An operator control panel is provided equipped with the necessary gauges, indicators, and controls necessary for the safe operation of the system. Controls consist of totally pneumatic components, and include adjustable pressurization, depressurization, and ventilation. A 50-90 psig oxygen source is required for standard operation. Features are described below.

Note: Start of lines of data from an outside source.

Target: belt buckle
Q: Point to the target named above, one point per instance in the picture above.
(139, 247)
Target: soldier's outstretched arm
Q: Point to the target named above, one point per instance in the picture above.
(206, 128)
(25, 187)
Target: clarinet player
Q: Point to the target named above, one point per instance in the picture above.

The SIGMA chamber system is equipped with a voice communication system consisting of an externally mounted control module and an internally mounted speaker / microphone. An auxiliary input connection is provided to accept an audio input from a radio or TV for patient entertainment.
Standard features:
Controls and instrumentation:
| PARAMETER | Sigma 34 | Sigma 36 | Sigma 40 |
|---|---|---|---|
| Maximum Operating Pressure | 30 PSIG (66 FSW), 2.07 bar (3 ATA) | ||
| Design Temperature | Operating and Storage: 32°F to 100°F, 0°C to 38°C | ||
| Relative Humidity | Operating: >50%, Storage: 20% to 70% | ||
| Oxygen Supply Pressure | 50 to 90 psig, 3.45 to 6.2 bar | ||
| Oxygen Supply Flow | 30 scfm / 850 lpm | 40 scfm / 1130 lpm | 40 scfm / 1130 lpm |
| Air Supply Pressure (Air Pressurization) | 50 to 90 psig, 3.45 to 6.2 bar | ||
| Air Supply Flow (Air Pressurization) | 30 scfm / 850 lpm | 40 scfm / 1130 lpm | 40 scfm / 1130 lpm |
| BIBS Supply (Air or O₂) | 50 to 90 psig, 3.45 to 6.2 bar | ||
| BIBS Supply Flow (Air or O₂) | 3.5 scfm / 100 lpm | ||
| Ventilation Rate | 4.4 to 13.6 scfm / 125 to 385 lpm | ||
| Pressure Change Rate | 1 to 5 psi/min / 0.07 to 0.34 bar/min | ||
| Emergency Depressurization Rate | 0.3 psig/sec (approx.), 3 ATA to 1 ATA in 120 sec | ||
| System Pressure Gage | 0 – 100 ± 3% psi | ||
| Set Pressure Gage | 0 – 30 ± 0.5% psi | ||
| Chamber Pressure Gage | 0 – 30 ± 0.5% psi | ||
| Ventilation Gage | 125 to 385 ± 2% lpm | ||
| Treatment Tolerance | ±1 PSI | ||
| Maximum Patient Weight | 500 lb / 227 kg | 700 lb / 318 kg | 700 lb / 318 kg |
| Overall Length | 105 in. / 2.667 m | ||
| Length with Undercarriage | 113 in. / 2.870 m | ||
| Overall Width | 40 in. / 1.016 m | 42 in. / 1.067 m | 46 in. / 1.168 m |
| Height | 61 in. / 1.549 m | 64 in. / 1.626 m | 68.75 in. / 1.746 m |
| Height with Undercarriage | 65.5 in. / 1.663 m | 68.5 in. / 1.740 m | 73.25 in. / 1.861 m |
| Internal Diameter | 33.5 in. / 0.851 m | 36 in. / 0.914 m | 40.5 in. / 1.029 m |
| Internal Length | 90 in. / 2.286 m | 93 in. / 2.362 m | 93 in. / 2.362 m |
| Internal Volume | 47.2 cu. ft. / 1.337 m³ | 58.4 cu. ft. / 1.551 m³ | 69.3 cu. ft. / 1.962 m³ |
| Weight | 2200 lb / 998 kg | 2400 lb / 1088 kg | 2850 lb / 1293 kg |
| Weight with Undercarriage | 2450 lb / 1112 kg | 2650 lb / 1202 kg | 3100 lb / 1406 kg |
| Gurney Dimensions | 30.25 x 85.37 x 33.79 in. (768.4 x 2168.4 x 858.3 mm) | ||
| Mattress Dimensions | 21 x 75 x 3.125 in. (533.4 x 1905 x 79.4 mm) | ||
**Supply pressure and flow rates are identical for the standard oxygen press or the optional air press system. Please consult Perry Baromedical if the optional air press system is selected. Note: Peak flows are indicated, at maximum pressurization rates.